ASIC Regulatory Guide 272 (RG273) states that as a mortgage broker, the best interests duty applies to any credit assistance you provide.

“This includes credit assistance on products that are packaged with a mortgage, as well as any standalone credit products on which you provide credit assistance,” it states.

“The duty does not apply in relation to non-credit products, such as insurance products. If you offer these products or other services to a consumer, you must not imply that the best interests duty applies in this situation. Doing so may be misleading or deceptive conduct.”

The insurance product at the centre of Shine’s class action investigation is issued by Zurich and distributed by brokers for ALI Group.

ALI’s AFS licence authorises the provision of general financial product advice only. This means that any advice provided to consumers by ALI and accredited mortgage brokers in relation to the product does not take into consideration a consumer’s personal objectives, financial situation and needs, or any information held as a result of the provision of credit assistance by their mortgage broker relating to their home loan or other loans.

“I am very disappointed that such fundamentally inaccurate and unfounded allegations receive such media coverage as it causes unnecessary concern with consumers and our broker partners,” ALI Group CEO Huy Truong told Mortgage Business on 15 September.

Mortgage Business contacted ALI Group again on Friday (23 September), but they declined to comment further on the matter.

While ALI Group and Aussie Home Loans have looked to distance themselves from the class action investigation, other industry figures have previously warned that brokers are at risk of legal action over selling practices.
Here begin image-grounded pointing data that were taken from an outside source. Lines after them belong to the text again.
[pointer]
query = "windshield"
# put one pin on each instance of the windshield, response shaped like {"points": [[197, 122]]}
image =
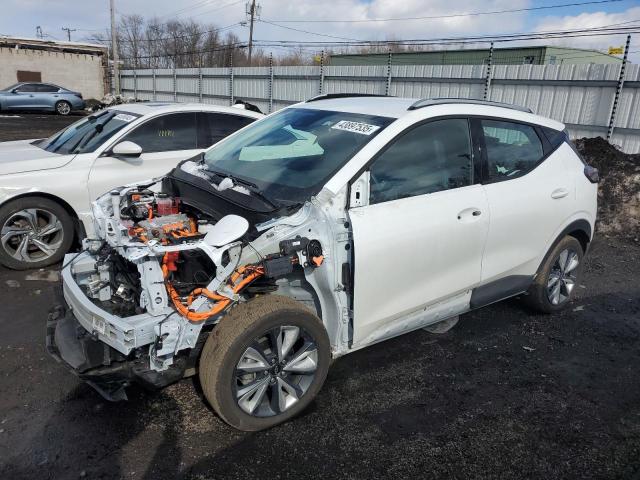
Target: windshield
{"points": [[292, 154], [87, 134]]}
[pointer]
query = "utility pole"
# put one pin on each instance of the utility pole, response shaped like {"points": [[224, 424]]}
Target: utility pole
{"points": [[253, 12], [114, 49], [68, 30]]}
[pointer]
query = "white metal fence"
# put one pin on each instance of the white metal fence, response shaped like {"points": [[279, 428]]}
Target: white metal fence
{"points": [[581, 96]]}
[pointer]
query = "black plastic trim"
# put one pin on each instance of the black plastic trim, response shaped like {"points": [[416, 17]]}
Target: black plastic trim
{"points": [[547, 148], [476, 160], [330, 96], [430, 102], [499, 290]]}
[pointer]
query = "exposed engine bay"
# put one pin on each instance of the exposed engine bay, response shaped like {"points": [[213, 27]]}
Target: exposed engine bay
{"points": [[162, 271]]}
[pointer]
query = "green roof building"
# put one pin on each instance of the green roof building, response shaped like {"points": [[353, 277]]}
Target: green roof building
{"points": [[541, 55]]}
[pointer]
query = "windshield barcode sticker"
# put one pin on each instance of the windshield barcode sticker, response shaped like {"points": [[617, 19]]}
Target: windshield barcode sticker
{"points": [[356, 127], [124, 117]]}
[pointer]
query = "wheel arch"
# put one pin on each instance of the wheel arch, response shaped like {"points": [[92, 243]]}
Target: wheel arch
{"points": [[79, 230], [580, 229]]}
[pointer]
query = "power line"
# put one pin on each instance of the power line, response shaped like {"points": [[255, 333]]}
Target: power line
{"points": [[454, 15], [599, 31], [69, 30], [306, 31]]}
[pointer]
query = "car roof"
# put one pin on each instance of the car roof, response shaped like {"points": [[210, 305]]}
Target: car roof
{"points": [[397, 107], [158, 108]]}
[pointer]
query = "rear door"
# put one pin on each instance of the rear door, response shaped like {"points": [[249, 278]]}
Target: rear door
{"points": [[165, 140], [46, 95], [530, 193], [419, 237], [23, 98]]}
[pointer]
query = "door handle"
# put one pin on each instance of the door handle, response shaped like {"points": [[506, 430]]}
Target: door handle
{"points": [[469, 212], [559, 193]]}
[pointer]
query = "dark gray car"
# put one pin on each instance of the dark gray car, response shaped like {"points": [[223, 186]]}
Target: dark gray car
{"points": [[40, 96]]}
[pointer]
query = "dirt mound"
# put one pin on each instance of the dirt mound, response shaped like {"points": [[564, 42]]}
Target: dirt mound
{"points": [[619, 189]]}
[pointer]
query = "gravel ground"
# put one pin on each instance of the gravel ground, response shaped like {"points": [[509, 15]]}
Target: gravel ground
{"points": [[506, 394]]}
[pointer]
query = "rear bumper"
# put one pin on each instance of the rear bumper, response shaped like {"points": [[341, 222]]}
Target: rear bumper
{"points": [[101, 366]]}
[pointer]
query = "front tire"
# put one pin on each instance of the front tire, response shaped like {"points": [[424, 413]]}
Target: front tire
{"points": [[264, 362], [34, 232], [63, 108], [558, 277]]}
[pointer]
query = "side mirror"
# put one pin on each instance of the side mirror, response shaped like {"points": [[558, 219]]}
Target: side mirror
{"points": [[127, 149], [359, 191]]}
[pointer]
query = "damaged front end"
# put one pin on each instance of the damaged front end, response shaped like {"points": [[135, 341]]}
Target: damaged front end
{"points": [[141, 298]]}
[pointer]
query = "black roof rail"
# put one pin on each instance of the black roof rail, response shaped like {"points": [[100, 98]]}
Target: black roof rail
{"points": [[329, 96], [428, 102]]}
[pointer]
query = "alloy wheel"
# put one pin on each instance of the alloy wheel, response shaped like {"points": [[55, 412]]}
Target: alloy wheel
{"points": [[563, 276], [31, 235], [275, 371]]}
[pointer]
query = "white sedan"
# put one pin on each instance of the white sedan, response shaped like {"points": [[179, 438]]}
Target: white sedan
{"points": [[46, 186]]}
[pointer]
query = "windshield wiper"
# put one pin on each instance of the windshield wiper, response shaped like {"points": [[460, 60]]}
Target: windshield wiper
{"points": [[255, 190], [235, 179]]}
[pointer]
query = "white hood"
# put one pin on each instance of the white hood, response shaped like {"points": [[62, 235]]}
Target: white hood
{"points": [[21, 156]]}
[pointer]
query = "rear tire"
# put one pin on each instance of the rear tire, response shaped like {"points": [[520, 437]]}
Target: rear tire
{"points": [[557, 278], [63, 108], [34, 232], [243, 393]]}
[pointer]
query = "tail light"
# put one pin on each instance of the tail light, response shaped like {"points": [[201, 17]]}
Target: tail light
{"points": [[591, 173]]}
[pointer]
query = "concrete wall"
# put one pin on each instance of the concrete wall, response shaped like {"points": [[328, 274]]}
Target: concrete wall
{"points": [[79, 72]]}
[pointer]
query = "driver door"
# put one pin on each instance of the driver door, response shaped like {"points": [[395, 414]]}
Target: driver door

Industry veteran Steve Weston told brokers at an FBAA event in Sydney in June 2016 that regulatory changes in the UK had reshaped the banking and mortgage markets, and spawned a new industry of firms eager to profit off banks and brokers paying redress to customers in relation to past selling practices.

Mr Weston, who most recently was CEO of failed neobank Volt, has spent time in the UK as the head of mortgages at Barclays Bank.

“The most frustrating thing for the UK market, and I suspect we are going to face it here, is there are things that the industry had been doing for years and that were once viewed as acceptable could be viewed in five or 10 years from now as unacceptable,” Mr Weston told brokers six years ago.

“There will then be a retrospective view, which could be painful for advisers and lenders as occurred in the UK,” he said.

“We could see a new industry of ‘ambulance chaser’ lawyers as they are referred to in the UK, who receive 25 per cent on whatever they can get back from banks and brokers on behalf of their customers for mis-selling or poor advice. There is a real risk we will see this in Australia, so it is very important brokers and lenders are taking steps to safeguard themselves against this.”

Lendi, the parent company of Aussie Home Loans, has previously stated that it has not received any legal correspondence relating to these particular claims.

Established in 2013, Lendi merged with Aussie Home Loans in 2021, with Lendi retaining a 55 per cent stake in the combined Lendi Group. At the time of the merger, Lendi’s loan book was approximately $8 billion. Aussie’s loan book was $70 billion.